In the night air, beneath a starry sky, the three of us stood: Amna and Taher, who realized that a party was taking place, and me, unsure of what to do next. Should I invite the two of them to join the celebration, in spite of being merely a guest myself? I tried to imagine the scene: the looks I would see on the faces of the guests when they realized my friends were Arabs. What would they say? Would some get up and leave? The Azizis had lost a nephew in the Six Day War. Avi Epstein’s father was killed by an Arab workman he’d hired to help on his farm. “I was a child when this happened,” Avi had told me. “To this day, whenever I meet an Arab, a spark of fear rises inside me.” I knew that my South African hosts believed in co-existence, but in various conversations, other neighbors had voiced doubt that co-existence was possible. Recently, there had been signs of an Arab uprising against the Israeli occupation – there was throwing of stones and Molotov cocktails. Unrest was in the air. Not knowing how the celebrants would react scared me.
Yet not to invite Amna and Taher to join the party was not only impolite; it undermined the belief in co-existence which I’d been trying to sustain.
“Why don’t you join us?” I blurted out. My voice was tentative, my smile forced.
Taher turned toward Amna with a questioning look. But Amna looked straight at me and shook her head.
There was certainty in her face, in the smoothness of her brow, the tightness of her lips. “No,” they both said at once. “We’ll come another time.”
“Of course,” I said.
I waved to them as they drove away. Then I stood for a while by the jacaranda tree in front of my house. I remember waiting for my anger to rise. Anger at myself for my fearfulness. And at my Arab friends for turning away. But what I felt instead was my body relaxing, the rhythm of my breathing slowing down.

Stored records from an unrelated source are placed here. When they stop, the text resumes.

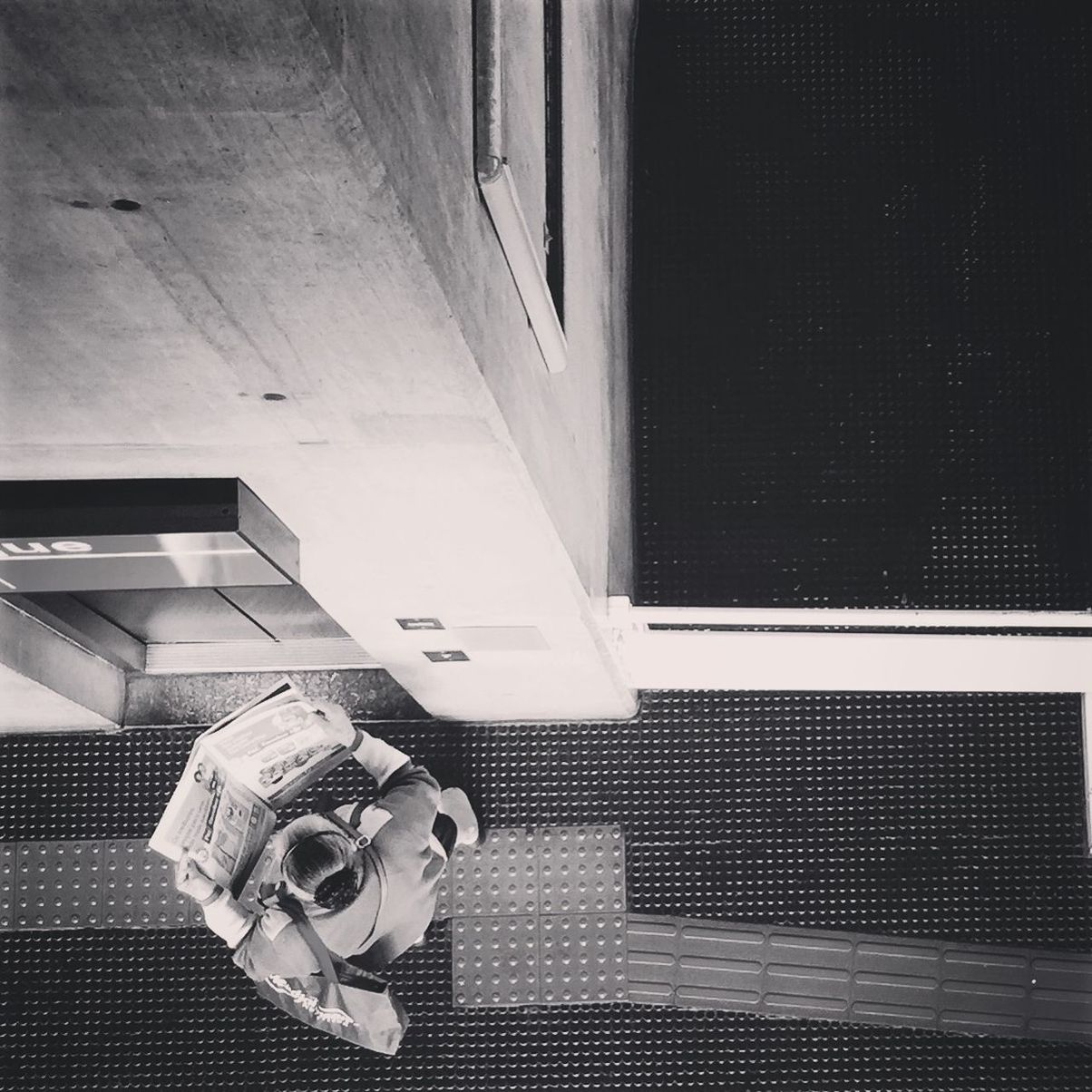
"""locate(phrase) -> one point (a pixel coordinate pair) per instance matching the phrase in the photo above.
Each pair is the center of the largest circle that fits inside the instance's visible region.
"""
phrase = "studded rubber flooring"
(951, 817)
(860, 348)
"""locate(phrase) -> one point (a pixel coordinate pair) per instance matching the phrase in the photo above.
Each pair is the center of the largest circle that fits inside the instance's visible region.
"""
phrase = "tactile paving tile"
(583, 958)
(893, 980)
(956, 815)
(828, 432)
(495, 960)
(581, 869)
(248, 897)
(501, 876)
(59, 884)
(8, 856)
(140, 889)
(550, 871)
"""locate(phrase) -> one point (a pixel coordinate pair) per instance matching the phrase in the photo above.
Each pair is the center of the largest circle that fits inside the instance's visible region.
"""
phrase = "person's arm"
(264, 943)
(407, 791)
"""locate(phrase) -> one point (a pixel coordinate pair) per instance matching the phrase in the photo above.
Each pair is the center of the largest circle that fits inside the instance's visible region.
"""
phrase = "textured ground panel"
(166, 1010)
(898, 981)
(929, 815)
(862, 239)
(539, 917)
(84, 884)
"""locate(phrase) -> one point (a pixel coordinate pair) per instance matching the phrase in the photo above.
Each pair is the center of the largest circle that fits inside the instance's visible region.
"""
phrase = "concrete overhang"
(310, 297)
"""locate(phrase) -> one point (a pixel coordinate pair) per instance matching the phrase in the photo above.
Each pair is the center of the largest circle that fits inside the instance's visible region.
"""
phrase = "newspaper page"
(239, 771)
(277, 747)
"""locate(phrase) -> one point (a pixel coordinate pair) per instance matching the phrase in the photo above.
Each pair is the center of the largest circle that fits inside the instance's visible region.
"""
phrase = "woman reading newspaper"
(366, 878)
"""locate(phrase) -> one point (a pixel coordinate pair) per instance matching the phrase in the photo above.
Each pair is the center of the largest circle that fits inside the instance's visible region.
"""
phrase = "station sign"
(241, 542)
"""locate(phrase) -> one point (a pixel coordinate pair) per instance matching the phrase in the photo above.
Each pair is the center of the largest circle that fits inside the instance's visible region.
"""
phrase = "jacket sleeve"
(408, 792)
(263, 943)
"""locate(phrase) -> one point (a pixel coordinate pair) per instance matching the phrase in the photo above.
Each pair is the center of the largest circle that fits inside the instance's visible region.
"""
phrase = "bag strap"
(314, 941)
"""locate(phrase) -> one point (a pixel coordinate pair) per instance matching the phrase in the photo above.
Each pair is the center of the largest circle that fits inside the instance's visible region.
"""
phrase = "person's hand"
(336, 721)
(190, 881)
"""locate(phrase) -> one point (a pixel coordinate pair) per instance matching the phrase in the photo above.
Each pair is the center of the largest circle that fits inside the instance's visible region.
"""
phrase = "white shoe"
(454, 803)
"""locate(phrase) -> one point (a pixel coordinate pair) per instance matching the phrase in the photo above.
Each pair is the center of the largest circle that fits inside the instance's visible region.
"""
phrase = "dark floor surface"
(948, 815)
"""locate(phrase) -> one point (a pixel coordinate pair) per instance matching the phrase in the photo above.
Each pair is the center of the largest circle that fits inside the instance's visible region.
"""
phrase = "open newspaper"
(239, 775)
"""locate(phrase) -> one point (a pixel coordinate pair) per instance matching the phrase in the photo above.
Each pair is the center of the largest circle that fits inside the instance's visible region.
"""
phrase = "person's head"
(326, 867)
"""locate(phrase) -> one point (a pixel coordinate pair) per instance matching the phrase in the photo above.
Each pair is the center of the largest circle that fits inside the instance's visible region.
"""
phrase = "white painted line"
(839, 616)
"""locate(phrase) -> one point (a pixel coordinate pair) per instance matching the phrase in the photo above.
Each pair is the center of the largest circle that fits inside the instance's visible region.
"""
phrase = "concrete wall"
(309, 228)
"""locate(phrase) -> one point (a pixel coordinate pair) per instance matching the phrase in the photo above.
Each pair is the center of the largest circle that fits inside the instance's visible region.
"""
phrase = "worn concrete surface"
(175, 700)
(309, 228)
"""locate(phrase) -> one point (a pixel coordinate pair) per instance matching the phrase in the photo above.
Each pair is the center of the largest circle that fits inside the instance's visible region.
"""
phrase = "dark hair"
(321, 865)
(337, 892)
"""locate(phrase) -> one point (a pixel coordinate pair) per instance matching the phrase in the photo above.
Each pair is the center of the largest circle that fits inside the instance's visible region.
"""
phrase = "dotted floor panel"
(539, 917)
(921, 815)
(860, 362)
(903, 983)
(82, 884)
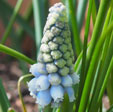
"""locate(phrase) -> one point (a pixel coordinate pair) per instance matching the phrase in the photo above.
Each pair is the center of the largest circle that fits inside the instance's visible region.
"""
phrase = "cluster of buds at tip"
(54, 72)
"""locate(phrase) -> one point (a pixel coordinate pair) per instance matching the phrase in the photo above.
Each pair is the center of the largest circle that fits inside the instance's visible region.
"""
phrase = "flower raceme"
(54, 72)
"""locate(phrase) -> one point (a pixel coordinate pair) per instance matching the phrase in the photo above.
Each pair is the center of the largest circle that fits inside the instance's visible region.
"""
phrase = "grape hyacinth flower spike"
(54, 73)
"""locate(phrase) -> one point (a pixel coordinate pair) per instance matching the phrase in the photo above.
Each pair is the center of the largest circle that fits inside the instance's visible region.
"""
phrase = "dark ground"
(10, 73)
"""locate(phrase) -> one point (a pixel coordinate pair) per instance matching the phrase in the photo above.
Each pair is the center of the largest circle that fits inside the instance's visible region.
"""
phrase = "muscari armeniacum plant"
(54, 73)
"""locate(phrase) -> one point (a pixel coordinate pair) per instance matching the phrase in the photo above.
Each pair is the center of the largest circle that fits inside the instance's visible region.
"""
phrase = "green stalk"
(104, 53)
(15, 54)
(11, 22)
(76, 36)
(90, 74)
(102, 77)
(19, 90)
(82, 74)
(97, 29)
(94, 12)
(82, 4)
(110, 88)
(105, 81)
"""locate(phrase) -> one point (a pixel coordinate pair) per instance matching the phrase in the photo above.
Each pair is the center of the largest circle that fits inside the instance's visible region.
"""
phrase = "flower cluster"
(54, 72)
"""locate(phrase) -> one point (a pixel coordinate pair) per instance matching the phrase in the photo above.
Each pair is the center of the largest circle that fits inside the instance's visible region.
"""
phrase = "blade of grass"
(92, 67)
(11, 22)
(39, 7)
(104, 53)
(76, 36)
(94, 103)
(82, 74)
(94, 12)
(105, 80)
(7, 10)
(15, 54)
(110, 88)
(110, 109)
(19, 90)
(81, 13)
(4, 102)
(97, 29)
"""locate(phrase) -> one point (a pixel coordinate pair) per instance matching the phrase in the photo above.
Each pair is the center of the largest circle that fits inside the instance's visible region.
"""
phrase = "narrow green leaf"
(97, 29)
(82, 74)
(91, 71)
(94, 12)
(82, 4)
(106, 80)
(76, 36)
(110, 88)
(11, 22)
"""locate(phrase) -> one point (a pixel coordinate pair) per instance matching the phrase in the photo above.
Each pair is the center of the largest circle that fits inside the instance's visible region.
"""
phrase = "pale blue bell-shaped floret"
(38, 69)
(54, 79)
(43, 98)
(32, 87)
(70, 93)
(66, 81)
(57, 93)
(75, 78)
(42, 83)
(34, 71)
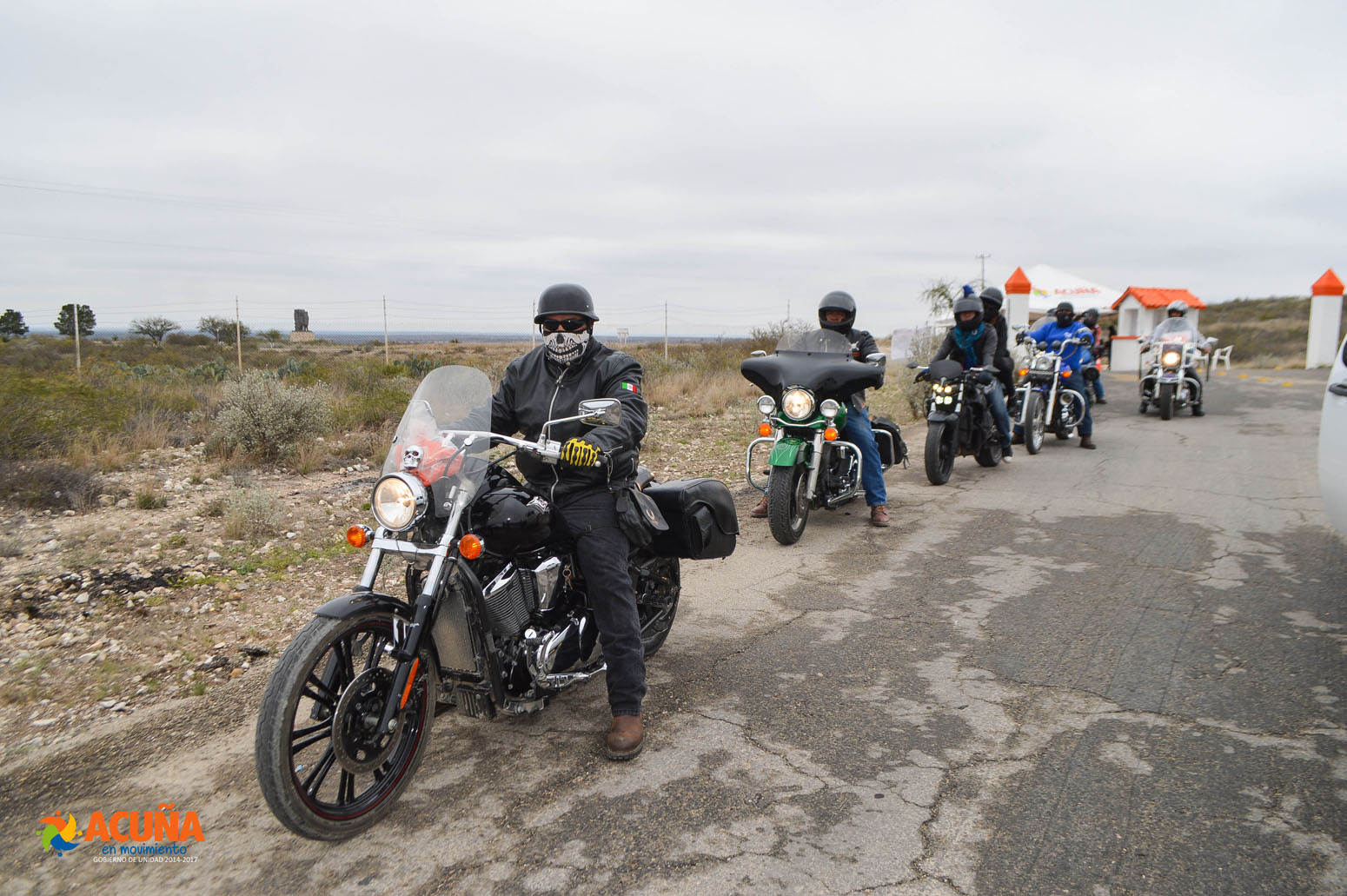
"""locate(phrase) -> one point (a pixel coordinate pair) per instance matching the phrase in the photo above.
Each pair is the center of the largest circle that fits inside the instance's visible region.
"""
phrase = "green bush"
(264, 418)
(251, 514)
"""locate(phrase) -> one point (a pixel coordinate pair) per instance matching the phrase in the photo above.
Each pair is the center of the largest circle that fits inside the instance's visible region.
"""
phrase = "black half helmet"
(967, 303)
(565, 298)
(838, 301)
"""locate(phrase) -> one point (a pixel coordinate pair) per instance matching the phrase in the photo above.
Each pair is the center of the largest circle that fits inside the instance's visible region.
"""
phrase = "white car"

Back at the party, the guests were singing: “Siman tov u’mazel tov, mazel tov u’siman tov, yeheh lanu.” May auspicious signs and good luck be with us, u’lechol Yisrael, and with all of Israel. “All of Israel” – that included me, but not my Arab friends; my community, but not theirs. I realized that Amna and Taher had understood this, the sharp divide between what could be and what was.
“Who came?” Ben asked. He had walked up the hill to join me.
“Amna and Taher.”
“They left,” I said, steeling myself against what I thought he must be thinking. Don’t say a word, I wanted to tell him – imagining, rather than seeing, his “I told you so” look. But there was no need. Ben just nodded.
Oh, Ben, I wanted to say, and longed to lean my head against his shoulder because the world around me had begun to spin. But I stood next to him quietly at the top of the hill and waited for the sensation to pass.